JAKARTAMU.COM | Menteri Pendidikan Dasar dan Menengah Abdul Mu’ti berpesan agar dakwah komunitas memiliki pendekatan lebih terarah dan sasaran lebih spesifik. Dengan fokus pada komunitas, dakwah menjadi lebih efektif karena disesuaikan dengan karakteristik dan kebutuhan kelompok yang dituju.
Hal itu disampaikan Sekretaris Umum Pimpinan Pusat (PP) Muhammadiyah pada Selasa (12/11) dalam acara Silaturahim Nasional Dai Komunitas Lembaga Dakwah Komunitas PP Muhammadiyah di Balai Penjaminan Mutu Pendidikan (BPMP) Provinsi DKI Jakarta.
Dakwah komunitas menyasar kelompok-kelompok tertentu berdasarkan kesamaan yang mereka miliki, seperti kesamaan akidah, bahasa, atau latar belakang sosial budaya. Konsep ini mengingatkan kita pada pesan Rasulullah SAW yang disampaikan bi lisani qoumihi (dengan bahasa kaumnya). Dalam konteks ini, dakwah tidak hanya menjadi ceramah agama semata, tetapi juga sebuah proses berbagi yang disesuaikan dengan konteks dan kondisi masyarakat setempat.

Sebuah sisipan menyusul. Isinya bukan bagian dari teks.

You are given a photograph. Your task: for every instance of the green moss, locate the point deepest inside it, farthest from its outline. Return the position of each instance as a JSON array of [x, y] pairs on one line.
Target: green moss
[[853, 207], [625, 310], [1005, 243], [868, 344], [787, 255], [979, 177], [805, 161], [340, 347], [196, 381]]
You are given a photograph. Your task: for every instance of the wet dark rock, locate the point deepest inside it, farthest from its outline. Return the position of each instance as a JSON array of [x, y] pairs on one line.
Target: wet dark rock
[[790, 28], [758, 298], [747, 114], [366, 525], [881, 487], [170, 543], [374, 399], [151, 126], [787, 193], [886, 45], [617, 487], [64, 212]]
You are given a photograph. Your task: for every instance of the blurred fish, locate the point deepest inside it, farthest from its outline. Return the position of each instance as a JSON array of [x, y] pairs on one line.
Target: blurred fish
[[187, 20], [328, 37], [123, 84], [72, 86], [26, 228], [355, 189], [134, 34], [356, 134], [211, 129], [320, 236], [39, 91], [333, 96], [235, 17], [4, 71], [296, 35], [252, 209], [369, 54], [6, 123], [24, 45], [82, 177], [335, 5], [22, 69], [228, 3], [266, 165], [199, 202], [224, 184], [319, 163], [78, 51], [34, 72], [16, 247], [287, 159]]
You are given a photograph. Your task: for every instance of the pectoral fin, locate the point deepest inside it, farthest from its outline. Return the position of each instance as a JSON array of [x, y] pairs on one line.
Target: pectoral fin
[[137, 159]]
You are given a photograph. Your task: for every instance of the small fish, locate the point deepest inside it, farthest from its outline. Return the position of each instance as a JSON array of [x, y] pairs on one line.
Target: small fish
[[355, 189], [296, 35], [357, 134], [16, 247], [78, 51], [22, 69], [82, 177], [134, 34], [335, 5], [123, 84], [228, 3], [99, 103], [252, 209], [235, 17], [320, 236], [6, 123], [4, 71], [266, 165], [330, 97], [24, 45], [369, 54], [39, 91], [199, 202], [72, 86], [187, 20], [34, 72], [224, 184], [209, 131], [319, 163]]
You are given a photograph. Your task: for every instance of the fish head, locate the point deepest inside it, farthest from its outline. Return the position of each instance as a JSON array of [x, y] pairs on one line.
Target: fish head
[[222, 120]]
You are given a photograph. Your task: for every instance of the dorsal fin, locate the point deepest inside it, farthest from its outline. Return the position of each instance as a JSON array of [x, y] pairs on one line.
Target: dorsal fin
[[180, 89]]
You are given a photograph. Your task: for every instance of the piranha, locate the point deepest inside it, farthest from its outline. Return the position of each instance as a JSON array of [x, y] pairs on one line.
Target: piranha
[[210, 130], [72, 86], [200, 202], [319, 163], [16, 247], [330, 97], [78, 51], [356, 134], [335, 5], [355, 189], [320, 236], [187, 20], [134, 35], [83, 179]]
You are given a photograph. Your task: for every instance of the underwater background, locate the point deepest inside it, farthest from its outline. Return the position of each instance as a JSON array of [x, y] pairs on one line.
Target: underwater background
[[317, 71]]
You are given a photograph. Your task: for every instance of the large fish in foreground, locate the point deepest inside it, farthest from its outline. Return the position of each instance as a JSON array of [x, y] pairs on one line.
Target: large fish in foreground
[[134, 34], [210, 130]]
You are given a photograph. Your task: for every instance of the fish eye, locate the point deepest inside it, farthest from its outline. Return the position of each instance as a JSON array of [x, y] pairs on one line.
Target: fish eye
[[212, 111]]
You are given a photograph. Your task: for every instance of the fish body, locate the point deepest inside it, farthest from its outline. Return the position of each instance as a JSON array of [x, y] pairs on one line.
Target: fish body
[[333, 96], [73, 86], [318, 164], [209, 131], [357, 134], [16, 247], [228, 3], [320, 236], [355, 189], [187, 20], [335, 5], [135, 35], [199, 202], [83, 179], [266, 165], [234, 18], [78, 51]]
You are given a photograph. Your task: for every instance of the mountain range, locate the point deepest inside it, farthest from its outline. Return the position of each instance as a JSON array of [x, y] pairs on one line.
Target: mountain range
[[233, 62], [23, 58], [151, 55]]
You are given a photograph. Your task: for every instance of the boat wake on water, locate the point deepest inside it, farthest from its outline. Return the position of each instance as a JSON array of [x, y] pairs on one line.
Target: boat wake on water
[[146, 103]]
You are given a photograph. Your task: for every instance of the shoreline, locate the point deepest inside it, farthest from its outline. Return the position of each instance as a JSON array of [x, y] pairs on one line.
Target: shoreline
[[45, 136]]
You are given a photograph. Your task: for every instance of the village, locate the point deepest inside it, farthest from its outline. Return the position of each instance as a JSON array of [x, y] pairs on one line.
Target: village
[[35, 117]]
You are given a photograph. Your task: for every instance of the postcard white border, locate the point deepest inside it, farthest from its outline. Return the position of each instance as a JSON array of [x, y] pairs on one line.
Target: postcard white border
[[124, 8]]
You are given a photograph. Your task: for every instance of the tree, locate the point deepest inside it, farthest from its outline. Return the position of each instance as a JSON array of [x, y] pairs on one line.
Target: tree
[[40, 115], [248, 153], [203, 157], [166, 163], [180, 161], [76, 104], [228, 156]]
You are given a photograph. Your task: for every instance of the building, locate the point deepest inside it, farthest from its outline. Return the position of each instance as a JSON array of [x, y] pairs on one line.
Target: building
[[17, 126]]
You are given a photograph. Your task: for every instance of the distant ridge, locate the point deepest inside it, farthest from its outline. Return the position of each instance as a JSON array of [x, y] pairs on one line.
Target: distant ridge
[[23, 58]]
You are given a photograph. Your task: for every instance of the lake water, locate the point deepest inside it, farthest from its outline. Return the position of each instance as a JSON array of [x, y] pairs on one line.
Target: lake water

“Kalau kita berbicara mengenai dakwah komunitas, bagaimana dakwah ini memiliki fokus atau segmentasi kelompok-kelompok tertentu. Sehingga dakwah menjadi lebih terarah, dan para da’i tidak sekedar ceramah,” jelas menteri kelahiran Kudus, Jawa Tengah itu.
Komunitas yang Memiliki Kohesi Tinggi
Dalam dakwah komunitas, ikatan antar anggota komunitas sangat penting. Komunitas yang terbentuk bukan hanya sekadar kerumunan, melainkan kelompok yang memiliki ikatan kuat dan tujuan bersama. Umat Islam, misalnya, disebut sebagai “ummatan wahidah” (umat yang satu) dalam Al-Quran, dengan ikatan akidah sebagai faktor pemersatunya.
“Jadi komunitas itu memiliki kohesi yang tinggi. Dakwah komunitas itu adalah sebuah proses dimana kita menghadirkan Islam sesuai dengan komunitas itu,” papar Mu’ti.
Hal ini juga berlaku pada komunitas berbasis etnis atau kelompok tertentu, seperti komunitas ahli kitab, yang dalam beberapa ayat Al-Quran juga disebut sebagai mereka yang memiliki kesamaan dalam prinsip-prinsip akidah dan ibadah.
Mengelola Komunitas
Dakwah komunitas juga membutuhkan pengelolaan yang baik, seperti pembentukan pusat muallaf untuk mendukung mereka yang baru memeluk Islam. Terkadang, ada kecenderungan untuk menggembar-gemborkan status muallaf, padahal banyak di antara mereka yang sudah mantap dalam imannya.
“Maka da’i itu tidak harus mereka yang membaca ayat terus menerus, tapi da’i yang bisa berbaur dengan komunitas yang didakwahi tersebut,” tambahnya.